5. Routinely re-audit usage of modules. With a single source of truth for compliant code that automatically hardens based on the compliance framework, compliance experts can perform their reviews in one place instead of across sprawled repositories. As frameworks change, these changes can be made and audited from within this single repository.

The benefits of automating and centralizing compliance

This approach shifts the burden of compliance away from individual teams and into a centralized, automated, and scalable system. From a business and compliance side, compliance experts will be responsible for a single source of truth instead of diverging forks, branches, and repos, improving their review and audit efficiency and reducing the potential for human error. The “write once, use many times” design pattern coupled with automated compliance hardening opens compliance program scalability across the enterprise. New business units and compliance frameworks can be added organically with a faster time to value / MVP with reduced planning and compliance gap remediation required. A consolidated source for audits also simplifies the preparation and evidence-gathering process.

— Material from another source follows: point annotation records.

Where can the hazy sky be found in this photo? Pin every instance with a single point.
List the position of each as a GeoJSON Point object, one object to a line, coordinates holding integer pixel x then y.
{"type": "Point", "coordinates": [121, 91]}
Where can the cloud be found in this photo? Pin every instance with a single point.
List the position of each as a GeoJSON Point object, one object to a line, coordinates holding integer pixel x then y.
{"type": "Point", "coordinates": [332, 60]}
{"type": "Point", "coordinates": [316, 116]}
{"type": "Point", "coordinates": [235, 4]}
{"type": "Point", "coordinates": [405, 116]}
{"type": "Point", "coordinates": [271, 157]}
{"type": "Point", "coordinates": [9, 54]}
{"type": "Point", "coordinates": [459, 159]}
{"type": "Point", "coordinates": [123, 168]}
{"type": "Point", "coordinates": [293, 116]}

From a code and infrastructure side, careful planning of automated compliance hardening with ternary operator logic minimizes downtime and impact on existing production infrastructure. The ability to simply flip switches to turn compliance hardening on and off in new environments or regions alleviates the typical burden of planning for compliant infrastructure and enables limitless scaling of services using a common set of modules.

If you follow these steps, reducing the sprawl of compliance codified with Terraform will help mitigate the infrastructure side of this equation, increasing confidence in an enterprise’s audit readiness and ability to scale compliant infrastructure platforms to multiple business units.